A afirmação ocorreu após a desocupação do plenário, ocupado por parlamentares da oposição em protesto à prisão domiciliar do ex-presidente Jair Bolsonaro.
A ocupação impediu sessões desde terça-feira (5), levando Motta a adotar medidas para garantir a retomada dos trabalhos legislativos.

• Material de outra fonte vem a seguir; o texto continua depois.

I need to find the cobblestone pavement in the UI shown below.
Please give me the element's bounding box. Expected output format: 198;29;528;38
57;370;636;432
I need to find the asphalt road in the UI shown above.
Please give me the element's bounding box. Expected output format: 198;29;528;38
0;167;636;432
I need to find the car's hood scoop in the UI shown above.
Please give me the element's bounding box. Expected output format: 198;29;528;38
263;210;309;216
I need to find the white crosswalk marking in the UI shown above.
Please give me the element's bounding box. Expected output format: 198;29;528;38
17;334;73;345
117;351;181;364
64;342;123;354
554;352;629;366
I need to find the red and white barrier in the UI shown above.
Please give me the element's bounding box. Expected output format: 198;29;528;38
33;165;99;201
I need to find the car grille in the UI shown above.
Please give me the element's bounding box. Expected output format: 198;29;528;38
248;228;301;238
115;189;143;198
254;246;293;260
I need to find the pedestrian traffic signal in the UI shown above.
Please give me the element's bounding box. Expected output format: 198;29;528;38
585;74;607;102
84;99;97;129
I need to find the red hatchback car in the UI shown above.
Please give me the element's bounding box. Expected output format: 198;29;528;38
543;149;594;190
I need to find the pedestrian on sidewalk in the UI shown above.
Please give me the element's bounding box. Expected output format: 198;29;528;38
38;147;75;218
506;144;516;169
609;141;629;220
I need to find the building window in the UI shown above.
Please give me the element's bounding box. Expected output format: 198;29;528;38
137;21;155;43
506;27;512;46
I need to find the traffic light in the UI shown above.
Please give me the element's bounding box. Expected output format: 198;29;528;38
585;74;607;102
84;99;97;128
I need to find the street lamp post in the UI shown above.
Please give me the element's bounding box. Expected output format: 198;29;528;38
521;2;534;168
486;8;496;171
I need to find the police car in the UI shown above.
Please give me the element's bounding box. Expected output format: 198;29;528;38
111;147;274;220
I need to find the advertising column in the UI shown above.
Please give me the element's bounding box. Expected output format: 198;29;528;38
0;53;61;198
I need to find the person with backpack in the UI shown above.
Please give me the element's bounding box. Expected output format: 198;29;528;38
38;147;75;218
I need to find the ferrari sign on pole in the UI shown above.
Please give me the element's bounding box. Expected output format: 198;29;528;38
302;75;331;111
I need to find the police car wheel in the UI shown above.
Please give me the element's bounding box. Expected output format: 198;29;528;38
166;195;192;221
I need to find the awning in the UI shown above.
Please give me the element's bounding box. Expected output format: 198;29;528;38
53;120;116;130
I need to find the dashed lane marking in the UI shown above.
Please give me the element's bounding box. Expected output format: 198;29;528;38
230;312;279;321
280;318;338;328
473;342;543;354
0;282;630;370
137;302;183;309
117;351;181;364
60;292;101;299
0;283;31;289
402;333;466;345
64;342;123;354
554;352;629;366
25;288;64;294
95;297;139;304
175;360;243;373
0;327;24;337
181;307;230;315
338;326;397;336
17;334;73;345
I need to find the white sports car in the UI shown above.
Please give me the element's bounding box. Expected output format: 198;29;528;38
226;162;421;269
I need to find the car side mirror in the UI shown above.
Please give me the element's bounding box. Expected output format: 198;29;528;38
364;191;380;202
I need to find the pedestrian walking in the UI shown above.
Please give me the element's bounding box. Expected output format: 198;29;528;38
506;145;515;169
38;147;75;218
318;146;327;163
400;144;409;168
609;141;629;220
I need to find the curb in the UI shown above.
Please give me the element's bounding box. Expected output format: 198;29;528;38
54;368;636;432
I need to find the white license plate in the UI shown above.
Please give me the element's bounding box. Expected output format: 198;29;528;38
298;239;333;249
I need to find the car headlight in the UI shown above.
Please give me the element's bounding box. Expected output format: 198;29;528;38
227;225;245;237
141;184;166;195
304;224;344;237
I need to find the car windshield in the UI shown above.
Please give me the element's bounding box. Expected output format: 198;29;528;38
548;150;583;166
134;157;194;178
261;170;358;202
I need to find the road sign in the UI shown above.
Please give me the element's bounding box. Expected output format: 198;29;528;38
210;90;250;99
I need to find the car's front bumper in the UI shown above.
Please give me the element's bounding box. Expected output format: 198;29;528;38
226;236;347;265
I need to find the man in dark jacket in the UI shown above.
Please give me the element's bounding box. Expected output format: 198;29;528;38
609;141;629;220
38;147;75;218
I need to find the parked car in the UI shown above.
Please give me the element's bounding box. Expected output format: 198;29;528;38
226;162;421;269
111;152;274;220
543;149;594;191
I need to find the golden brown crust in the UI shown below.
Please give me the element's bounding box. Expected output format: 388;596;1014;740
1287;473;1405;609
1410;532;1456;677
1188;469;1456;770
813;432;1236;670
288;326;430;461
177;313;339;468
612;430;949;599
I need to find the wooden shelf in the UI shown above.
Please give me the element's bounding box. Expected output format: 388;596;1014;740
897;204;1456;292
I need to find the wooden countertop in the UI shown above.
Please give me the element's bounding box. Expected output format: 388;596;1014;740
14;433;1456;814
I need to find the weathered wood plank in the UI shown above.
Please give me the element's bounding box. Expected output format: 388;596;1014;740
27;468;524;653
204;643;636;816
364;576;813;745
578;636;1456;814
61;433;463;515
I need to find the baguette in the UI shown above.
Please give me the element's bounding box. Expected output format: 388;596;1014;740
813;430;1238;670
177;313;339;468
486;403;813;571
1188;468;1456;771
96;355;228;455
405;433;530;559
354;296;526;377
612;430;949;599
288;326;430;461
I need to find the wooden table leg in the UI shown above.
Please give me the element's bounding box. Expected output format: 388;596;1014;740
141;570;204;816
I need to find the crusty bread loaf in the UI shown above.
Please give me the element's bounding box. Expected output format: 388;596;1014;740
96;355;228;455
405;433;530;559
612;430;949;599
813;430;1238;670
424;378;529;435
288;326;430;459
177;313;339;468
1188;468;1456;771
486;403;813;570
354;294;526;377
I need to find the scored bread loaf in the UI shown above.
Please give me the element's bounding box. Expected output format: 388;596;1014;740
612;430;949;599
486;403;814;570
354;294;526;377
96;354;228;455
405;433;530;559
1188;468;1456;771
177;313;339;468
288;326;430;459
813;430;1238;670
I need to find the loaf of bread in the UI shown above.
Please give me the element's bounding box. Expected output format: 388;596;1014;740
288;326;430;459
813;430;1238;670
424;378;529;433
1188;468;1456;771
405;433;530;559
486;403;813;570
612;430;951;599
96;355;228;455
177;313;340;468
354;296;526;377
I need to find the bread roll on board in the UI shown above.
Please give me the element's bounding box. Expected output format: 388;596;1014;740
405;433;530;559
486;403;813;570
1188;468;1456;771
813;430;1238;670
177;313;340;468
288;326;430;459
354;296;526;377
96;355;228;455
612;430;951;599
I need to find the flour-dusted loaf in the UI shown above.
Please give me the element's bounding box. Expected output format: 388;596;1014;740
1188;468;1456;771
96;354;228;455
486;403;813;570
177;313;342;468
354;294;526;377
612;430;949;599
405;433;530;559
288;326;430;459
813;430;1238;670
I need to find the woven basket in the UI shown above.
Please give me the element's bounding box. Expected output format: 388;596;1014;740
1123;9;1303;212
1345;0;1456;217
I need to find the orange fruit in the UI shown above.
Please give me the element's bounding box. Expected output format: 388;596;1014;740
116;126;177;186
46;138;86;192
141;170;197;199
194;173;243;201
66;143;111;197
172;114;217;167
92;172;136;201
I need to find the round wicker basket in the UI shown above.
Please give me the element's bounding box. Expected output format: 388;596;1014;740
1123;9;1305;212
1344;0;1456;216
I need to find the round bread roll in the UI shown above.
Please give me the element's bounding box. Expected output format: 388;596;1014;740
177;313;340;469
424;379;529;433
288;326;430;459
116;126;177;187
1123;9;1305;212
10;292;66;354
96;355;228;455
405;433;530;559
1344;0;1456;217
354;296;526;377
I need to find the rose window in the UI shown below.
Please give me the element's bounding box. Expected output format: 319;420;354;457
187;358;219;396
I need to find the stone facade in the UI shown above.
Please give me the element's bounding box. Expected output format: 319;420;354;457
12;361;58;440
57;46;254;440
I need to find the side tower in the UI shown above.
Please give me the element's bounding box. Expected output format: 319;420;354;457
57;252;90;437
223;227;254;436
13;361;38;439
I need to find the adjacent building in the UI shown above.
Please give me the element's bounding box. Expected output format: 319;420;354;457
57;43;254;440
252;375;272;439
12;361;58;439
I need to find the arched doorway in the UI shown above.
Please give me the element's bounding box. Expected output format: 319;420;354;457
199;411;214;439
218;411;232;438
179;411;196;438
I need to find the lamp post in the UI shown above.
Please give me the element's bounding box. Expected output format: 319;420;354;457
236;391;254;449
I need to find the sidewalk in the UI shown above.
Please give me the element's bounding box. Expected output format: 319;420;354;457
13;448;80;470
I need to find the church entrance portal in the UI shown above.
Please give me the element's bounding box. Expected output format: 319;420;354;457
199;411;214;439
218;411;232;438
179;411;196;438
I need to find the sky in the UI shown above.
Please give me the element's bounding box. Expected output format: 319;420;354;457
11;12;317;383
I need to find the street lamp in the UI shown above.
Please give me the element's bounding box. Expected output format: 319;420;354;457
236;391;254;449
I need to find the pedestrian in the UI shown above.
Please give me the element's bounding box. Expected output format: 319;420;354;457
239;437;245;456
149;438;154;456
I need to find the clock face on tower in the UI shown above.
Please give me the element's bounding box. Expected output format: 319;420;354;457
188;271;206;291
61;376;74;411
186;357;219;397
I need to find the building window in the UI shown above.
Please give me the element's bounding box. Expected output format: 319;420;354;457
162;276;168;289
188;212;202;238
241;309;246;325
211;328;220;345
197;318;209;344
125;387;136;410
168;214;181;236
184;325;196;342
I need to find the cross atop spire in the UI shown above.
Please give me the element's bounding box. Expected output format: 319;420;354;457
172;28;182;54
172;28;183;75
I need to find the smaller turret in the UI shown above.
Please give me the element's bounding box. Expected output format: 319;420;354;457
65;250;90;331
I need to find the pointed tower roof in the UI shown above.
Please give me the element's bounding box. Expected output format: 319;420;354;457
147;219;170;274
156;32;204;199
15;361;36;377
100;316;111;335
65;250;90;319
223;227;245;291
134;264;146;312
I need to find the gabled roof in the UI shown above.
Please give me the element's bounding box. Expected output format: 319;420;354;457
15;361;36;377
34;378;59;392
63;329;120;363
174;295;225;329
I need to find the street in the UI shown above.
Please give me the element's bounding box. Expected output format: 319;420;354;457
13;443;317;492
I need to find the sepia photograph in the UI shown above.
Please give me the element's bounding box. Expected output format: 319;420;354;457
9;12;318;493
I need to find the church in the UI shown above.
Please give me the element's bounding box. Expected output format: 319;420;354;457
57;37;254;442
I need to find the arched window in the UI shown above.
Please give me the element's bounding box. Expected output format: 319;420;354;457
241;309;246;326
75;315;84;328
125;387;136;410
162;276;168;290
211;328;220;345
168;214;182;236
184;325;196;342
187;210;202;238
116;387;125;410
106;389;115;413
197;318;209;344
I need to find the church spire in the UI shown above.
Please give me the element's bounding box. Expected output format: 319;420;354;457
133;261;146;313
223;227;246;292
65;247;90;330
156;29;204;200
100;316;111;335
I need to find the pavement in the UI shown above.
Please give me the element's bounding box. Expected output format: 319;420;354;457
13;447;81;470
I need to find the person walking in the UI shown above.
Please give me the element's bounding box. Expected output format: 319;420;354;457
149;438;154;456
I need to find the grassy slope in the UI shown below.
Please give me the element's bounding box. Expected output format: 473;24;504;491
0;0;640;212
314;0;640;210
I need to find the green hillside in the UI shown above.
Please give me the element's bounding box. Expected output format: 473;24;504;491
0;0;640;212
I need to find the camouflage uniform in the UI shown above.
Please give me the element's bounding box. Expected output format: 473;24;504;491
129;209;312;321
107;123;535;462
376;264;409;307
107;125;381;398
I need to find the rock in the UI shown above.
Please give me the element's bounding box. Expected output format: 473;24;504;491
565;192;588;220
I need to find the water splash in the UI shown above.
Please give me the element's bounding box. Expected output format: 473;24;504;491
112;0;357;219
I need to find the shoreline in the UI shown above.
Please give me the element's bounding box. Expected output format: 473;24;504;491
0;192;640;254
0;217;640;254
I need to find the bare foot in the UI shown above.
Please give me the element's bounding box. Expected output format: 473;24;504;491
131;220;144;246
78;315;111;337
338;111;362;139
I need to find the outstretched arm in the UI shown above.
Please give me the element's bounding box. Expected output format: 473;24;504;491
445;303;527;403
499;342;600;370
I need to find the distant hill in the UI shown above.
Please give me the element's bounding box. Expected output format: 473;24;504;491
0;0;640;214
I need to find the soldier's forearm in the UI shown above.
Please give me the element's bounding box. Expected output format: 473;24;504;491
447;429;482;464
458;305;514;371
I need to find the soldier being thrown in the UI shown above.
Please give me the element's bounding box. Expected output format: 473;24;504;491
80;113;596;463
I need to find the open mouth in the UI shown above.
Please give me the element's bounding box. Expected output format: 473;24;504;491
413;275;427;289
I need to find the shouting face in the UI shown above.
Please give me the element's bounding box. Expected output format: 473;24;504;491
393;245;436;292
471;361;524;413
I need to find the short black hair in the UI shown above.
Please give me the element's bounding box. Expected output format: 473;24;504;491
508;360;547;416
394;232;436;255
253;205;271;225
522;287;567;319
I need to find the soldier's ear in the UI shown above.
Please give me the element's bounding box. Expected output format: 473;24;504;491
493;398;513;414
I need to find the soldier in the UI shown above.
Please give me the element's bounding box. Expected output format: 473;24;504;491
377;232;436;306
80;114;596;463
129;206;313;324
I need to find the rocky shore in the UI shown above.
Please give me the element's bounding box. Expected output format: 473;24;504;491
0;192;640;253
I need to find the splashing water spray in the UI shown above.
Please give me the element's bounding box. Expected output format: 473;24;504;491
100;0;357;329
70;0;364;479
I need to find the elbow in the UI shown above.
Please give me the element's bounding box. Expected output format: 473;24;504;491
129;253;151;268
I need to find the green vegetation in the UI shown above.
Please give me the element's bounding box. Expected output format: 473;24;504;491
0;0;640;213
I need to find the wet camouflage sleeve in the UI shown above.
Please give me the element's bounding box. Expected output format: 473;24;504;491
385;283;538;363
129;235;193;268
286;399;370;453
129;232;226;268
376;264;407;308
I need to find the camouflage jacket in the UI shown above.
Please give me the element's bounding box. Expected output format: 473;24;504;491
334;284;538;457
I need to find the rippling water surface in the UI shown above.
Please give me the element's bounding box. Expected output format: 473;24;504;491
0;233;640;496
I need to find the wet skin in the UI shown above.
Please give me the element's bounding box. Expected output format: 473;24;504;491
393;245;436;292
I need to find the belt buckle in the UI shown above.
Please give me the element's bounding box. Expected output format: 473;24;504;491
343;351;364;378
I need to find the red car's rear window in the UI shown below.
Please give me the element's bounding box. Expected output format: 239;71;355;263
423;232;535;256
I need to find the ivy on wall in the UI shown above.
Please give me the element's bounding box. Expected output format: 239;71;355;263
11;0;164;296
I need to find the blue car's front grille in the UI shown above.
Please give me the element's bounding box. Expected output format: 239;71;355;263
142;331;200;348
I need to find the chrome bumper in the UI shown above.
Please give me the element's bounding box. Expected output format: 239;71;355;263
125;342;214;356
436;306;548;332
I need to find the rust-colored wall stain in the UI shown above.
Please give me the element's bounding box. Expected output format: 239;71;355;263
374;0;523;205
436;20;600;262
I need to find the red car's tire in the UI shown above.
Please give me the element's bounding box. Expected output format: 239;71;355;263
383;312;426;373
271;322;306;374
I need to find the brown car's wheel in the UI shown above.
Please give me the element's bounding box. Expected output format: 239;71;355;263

Conflito e retomada das sessões
Na noite de quarta-feira (6), o presidente da Câmara, Hugo Motta, enfrentou resistência ao tentar abrir a sessão após a ocupação do plenário por deputados da oposição. O deputado Marcel van Hattem (Novo-RS) recusou-se a deixar a cadeira da Presidência, mas, após breve conversa, cedeu lugar a Motta, que reassumiu o posto.
Para garantir a realização da sessão, Motta ordenou o fechamento do acesso ao plenário e posicionou a polícia legislativa na porta. Ele também ameaçou suspender por até seis meses o mandato de parlamentares que continuassem a impedir os trabalhos. “Essa Mesa não será refém de nenhum tipo de ameaça. Não é um gesto de enfrentamento, é um gesto de reafirmação da democracia brasileira”, afirmou o presidente.
Deputadas levam crianças ao plenário
A noite foi marcada por episódios inusitados, como a presença de deputadas com filhos pequenos durante a ocupação. Julia Zanatta (PL-SC) permaneceu no plenário com sua bebê de colo e, nas redes sociais, ironizou a situação ao mencionar estar sentada na cadeira do presidente Hugo Motta. Ela afirmou: “Ahhhh quantas coisas poderíamos fazer se o titular dessa cadeira tivesse coragem.” Diante de críticas, Zanatta admitiu usar a criança como “escudo”, criticando opositores: “Os que estão atacando minha bebê não estão preocupados com a integridade da criança […] eles querem é inviabilizar o exercício profissional de uma mulher usando sim uma criança como escudo. Canalhas!”
Outra deputada, Carol de Toni (PL-SC), também levou sua filha pequena ao plenário durante a ocupação. Os protestos e a ocupação do plenário ocorreram em resposta à prisão domiciliar do ex-presidente Jair Bolsonaro, evidenciando a tensão entre governo e oposição e a busca por reafirmação institucional por parte da presidência da Câmara.